Unfortunately, the treasurer’s words sounded like talking points from Beijing’s foreign ministry or an article in the Chinese Communist Party’s Global Times mouthpiece.
The result is that we appear headed for an outcome in Victoria where Chinese firms are involved in building chunks of national infrastructure, perhaps with tie-ups to Chinese state banks and other entities—who knows.
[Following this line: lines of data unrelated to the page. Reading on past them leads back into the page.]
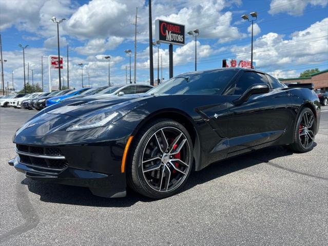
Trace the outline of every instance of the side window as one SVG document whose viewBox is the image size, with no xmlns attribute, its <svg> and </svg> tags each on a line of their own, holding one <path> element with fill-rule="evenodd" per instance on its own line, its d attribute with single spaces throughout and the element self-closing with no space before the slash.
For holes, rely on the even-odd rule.
<svg viewBox="0 0 328 246">
<path fill-rule="evenodd" d="M 145 86 L 144 85 L 137 85 L 137 93 L 144 93 L 146 92 L 151 89 L 151 87 L 149 86 Z"/>
<path fill-rule="evenodd" d="M 234 94 L 241 95 L 249 86 L 255 84 L 268 84 L 268 82 L 264 74 L 254 72 L 244 72 L 236 84 Z"/>
<path fill-rule="evenodd" d="M 124 94 L 134 94 L 136 93 L 136 86 L 131 85 L 128 86 L 127 87 L 122 89 L 119 92 L 121 91 L 124 92 Z"/>
<path fill-rule="evenodd" d="M 282 84 L 282 83 L 280 82 L 280 81 L 278 80 L 277 79 L 275 79 L 273 78 L 273 77 L 270 76 L 269 75 L 267 75 L 266 77 L 268 78 L 269 80 L 270 81 L 270 83 L 271 83 L 271 84 L 272 85 L 272 86 L 275 89 L 277 89 L 277 88 L 282 88 L 285 87 L 284 85 Z"/>
</svg>

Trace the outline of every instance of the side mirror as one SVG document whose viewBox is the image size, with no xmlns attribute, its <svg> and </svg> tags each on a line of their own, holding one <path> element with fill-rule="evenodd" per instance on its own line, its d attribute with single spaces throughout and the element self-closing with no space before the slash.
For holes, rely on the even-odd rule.
<svg viewBox="0 0 328 246">
<path fill-rule="evenodd" d="M 239 98 L 234 101 L 235 105 L 238 105 L 246 102 L 249 97 L 254 94 L 263 94 L 270 91 L 269 85 L 266 84 L 256 84 L 248 87 Z"/>
</svg>

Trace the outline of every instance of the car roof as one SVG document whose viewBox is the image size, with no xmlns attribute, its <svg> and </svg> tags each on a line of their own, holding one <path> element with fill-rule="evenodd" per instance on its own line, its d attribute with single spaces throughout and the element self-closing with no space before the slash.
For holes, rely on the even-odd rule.
<svg viewBox="0 0 328 246">
<path fill-rule="evenodd" d="M 265 73 L 265 72 L 262 72 L 262 71 L 259 71 L 256 69 L 252 69 L 250 68 L 244 68 L 241 67 L 229 67 L 229 68 L 223 67 L 222 68 L 217 68 L 215 69 L 204 70 L 202 71 L 195 71 L 193 72 L 185 72 L 184 73 L 182 73 L 181 74 L 178 75 L 176 76 L 176 77 L 189 78 L 189 77 L 197 75 L 198 74 L 216 72 L 216 71 L 223 71 L 223 70 L 234 70 L 237 71 L 243 70 L 245 71 L 253 71 L 253 72 L 260 72 L 261 73 Z"/>
</svg>

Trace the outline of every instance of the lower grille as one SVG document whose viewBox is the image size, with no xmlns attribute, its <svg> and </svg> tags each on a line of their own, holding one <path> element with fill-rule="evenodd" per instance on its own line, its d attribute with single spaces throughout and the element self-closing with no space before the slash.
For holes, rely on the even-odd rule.
<svg viewBox="0 0 328 246">
<path fill-rule="evenodd" d="M 58 148 L 17 144 L 16 152 L 22 162 L 47 172 L 58 173 L 68 165 Z"/>
</svg>

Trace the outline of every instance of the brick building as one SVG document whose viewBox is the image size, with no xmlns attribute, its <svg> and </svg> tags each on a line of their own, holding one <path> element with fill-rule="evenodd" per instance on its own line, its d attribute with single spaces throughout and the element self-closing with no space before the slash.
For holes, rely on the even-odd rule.
<svg viewBox="0 0 328 246">
<path fill-rule="evenodd" d="M 315 90 L 328 91 L 328 69 L 311 74 L 310 77 L 279 79 L 283 83 L 303 84 L 312 83 Z"/>
</svg>

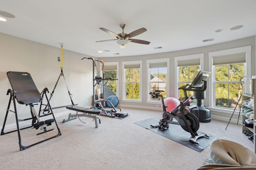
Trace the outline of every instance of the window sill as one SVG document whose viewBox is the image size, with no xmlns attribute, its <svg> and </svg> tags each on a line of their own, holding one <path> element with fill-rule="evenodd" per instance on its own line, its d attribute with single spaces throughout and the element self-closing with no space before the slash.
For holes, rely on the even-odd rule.
<svg viewBox="0 0 256 170">
<path fill-rule="evenodd" d="M 149 100 L 147 101 L 147 103 L 149 104 L 162 104 L 162 101 L 153 101 L 152 100 Z"/>
<path fill-rule="evenodd" d="M 140 100 L 127 100 L 123 99 L 122 100 L 123 102 L 128 102 L 131 103 L 142 103 L 142 101 Z"/>
<path fill-rule="evenodd" d="M 208 107 L 211 111 L 217 111 L 218 112 L 223 113 L 230 113 L 232 114 L 234 111 L 234 108 L 232 108 L 231 109 L 227 109 L 224 108 L 216 108 L 216 107 Z M 240 109 L 236 109 L 234 113 L 235 114 L 238 114 L 239 113 L 239 110 Z M 241 110 L 241 113 L 242 114 L 242 109 Z"/>
</svg>

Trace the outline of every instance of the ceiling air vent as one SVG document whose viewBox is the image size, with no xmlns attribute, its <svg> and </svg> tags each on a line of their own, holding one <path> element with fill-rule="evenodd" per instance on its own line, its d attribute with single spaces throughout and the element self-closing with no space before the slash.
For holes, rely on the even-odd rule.
<svg viewBox="0 0 256 170">
<path fill-rule="evenodd" d="M 214 38 L 210 38 L 210 39 L 204 39 L 203 42 L 211 41 L 214 40 Z"/>
<path fill-rule="evenodd" d="M 163 47 L 154 47 L 153 49 L 162 49 Z"/>
</svg>

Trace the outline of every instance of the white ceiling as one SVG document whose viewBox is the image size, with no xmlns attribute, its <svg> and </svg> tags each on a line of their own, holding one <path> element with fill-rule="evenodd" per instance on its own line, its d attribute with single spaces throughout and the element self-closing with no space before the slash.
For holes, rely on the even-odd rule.
<svg viewBox="0 0 256 170">
<path fill-rule="evenodd" d="M 7 21 L 0 21 L 1 33 L 60 48 L 63 43 L 64 49 L 97 57 L 176 51 L 256 35 L 255 0 L 0 0 L 0 11 L 16 17 L 3 17 Z M 146 28 L 132 38 L 151 43 L 130 42 L 121 49 L 116 41 L 95 42 L 116 38 L 99 28 L 118 34 L 122 23 L 126 33 Z M 238 25 L 244 27 L 230 30 Z M 163 48 L 154 49 L 158 47 Z"/>
</svg>

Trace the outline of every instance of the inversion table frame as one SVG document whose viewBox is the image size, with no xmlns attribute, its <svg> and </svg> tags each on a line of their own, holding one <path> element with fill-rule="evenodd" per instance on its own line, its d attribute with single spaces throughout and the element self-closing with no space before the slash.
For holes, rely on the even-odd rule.
<svg viewBox="0 0 256 170">
<path fill-rule="evenodd" d="M 19 144 L 20 145 L 20 150 L 23 150 L 24 149 L 29 148 L 30 147 L 61 135 L 61 133 L 60 132 L 60 129 L 57 124 L 56 120 L 55 119 L 55 118 L 53 114 L 52 107 L 51 107 L 49 101 L 46 95 L 46 92 L 49 93 L 48 89 L 47 88 L 45 88 L 44 89 L 41 94 L 40 94 L 30 74 L 28 72 L 8 72 L 7 73 L 7 75 L 11 84 L 11 86 L 12 86 L 12 90 L 9 89 L 7 91 L 7 95 L 10 94 L 10 96 L 9 101 L 8 108 L 7 109 L 5 118 L 4 122 L 4 125 L 1 132 L 1 135 L 5 135 L 18 131 L 19 138 Z M 42 103 L 43 101 L 43 98 L 41 96 L 42 94 L 43 94 L 43 96 L 44 94 L 45 95 L 47 101 L 47 106 L 48 107 L 51 112 L 47 115 L 44 115 L 40 116 L 40 111 L 41 110 L 41 107 L 42 105 Z M 18 119 L 15 99 L 17 100 L 18 103 L 20 104 L 25 104 L 26 106 L 29 105 L 30 108 L 30 113 L 32 117 L 20 120 Z M 14 111 L 10 109 L 10 107 L 12 100 L 13 101 L 13 104 L 14 109 Z M 34 107 L 34 105 L 36 105 L 37 104 L 34 104 L 39 102 L 40 102 L 41 104 L 40 105 L 39 114 L 38 114 Z M 15 113 L 17 129 L 8 132 L 4 132 L 4 127 L 5 127 L 6 119 L 9 111 L 14 112 Z M 40 117 L 50 115 L 52 115 L 52 116 L 53 119 L 46 120 L 44 121 L 41 121 L 40 120 Z M 26 121 L 30 119 L 32 119 L 32 125 L 31 126 L 20 129 L 20 126 L 19 125 L 19 122 L 20 121 Z M 37 129 L 39 128 L 39 127 L 40 127 L 40 129 L 43 129 L 44 131 L 38 133 L 37 134 L 37 135 L 53 130 L 53 129 L 47 130 L 45 125 L 48 126 L 51 125 L 52 123 L 53 122 L 55 122 L 56 127 L 58 129 L 58 134 L 27 146 L 24 146 L 22 145 L 20 131 L 21 130 L 29 127 L 34 128 L 36 129 Z"/>
</svg>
So what? Infrastructure isn’t just concrete and steel now. It’s laced with digital technology controlling its critical functions. The 2018 federal decision on 5G was all about the risks in digital technology from states like China that compel companies to cooperate for state security and intelligence purposes. Those issues are relevant here too.
What Victoria is proposing has foreign policy and national security implications that the Victorian government is simply unequipped to assess.
From the beginning, the BRI program with Victoria appears to have fallen into gaps between the federal and state governments. Right at the start, the Victorians said they had consulted at the federal level with the Department of Foreign Affairs and Trade, but Canberra seemed only partly aware of the proposal and expressed what sounded like lukewarm public support.
That was then. Who now thinks it’s the time to implement Xi’s strategic agenda and work to make Australia part of a more China-centred world? Who now thinks it’s the time to enter non-public arrangements with Chinese firms—state-owned or otherwise—to build Australian infrastructure? And who now thinks it’s the right time to show that the federal and state levels of government are on divergent paths in responding to an assertive and authoritarian Beijing?
Victoria’s tender process must not be used to hinder transparency with the proposed deal. This is not a standard arrangement between a government and the private sector. This is an Australian state dealing with an authoritarian superpower that is pursuing its key strategic agenda—and using its companies, banks and technologies to do so.
There’s more to the Victorian BRI deal than infrastructure. The agreements talk about cooperation on biotechnology and life sciences, research and high-end manufacturing—all areas that also have important national security applications and implications. Again, this must all be reassessed from a national perspective.
If the national cabinet has any purposes other than helping us all manage the Covid-19 pandemic, a fundamental one must be forging a cohesive and united national policy on China. This is needed to help us navigate the increasingly sharp strategic differences between Australia and the Chinese state, while keeping the areas in which we can continue to trade and cooperate to both our national advantages. To have any meaning, that national cohesion must extend to any deals contemplated by individual states and territories.
Unlike the excuses we heard after the disastrously managed 2015 Port of Darwin deal, which led to that piece of key infrastructure being leased to a Chinese company for 99 years, we have our eyes wide open about the issues involved this time. And we have time to stop and think. Let’s do so.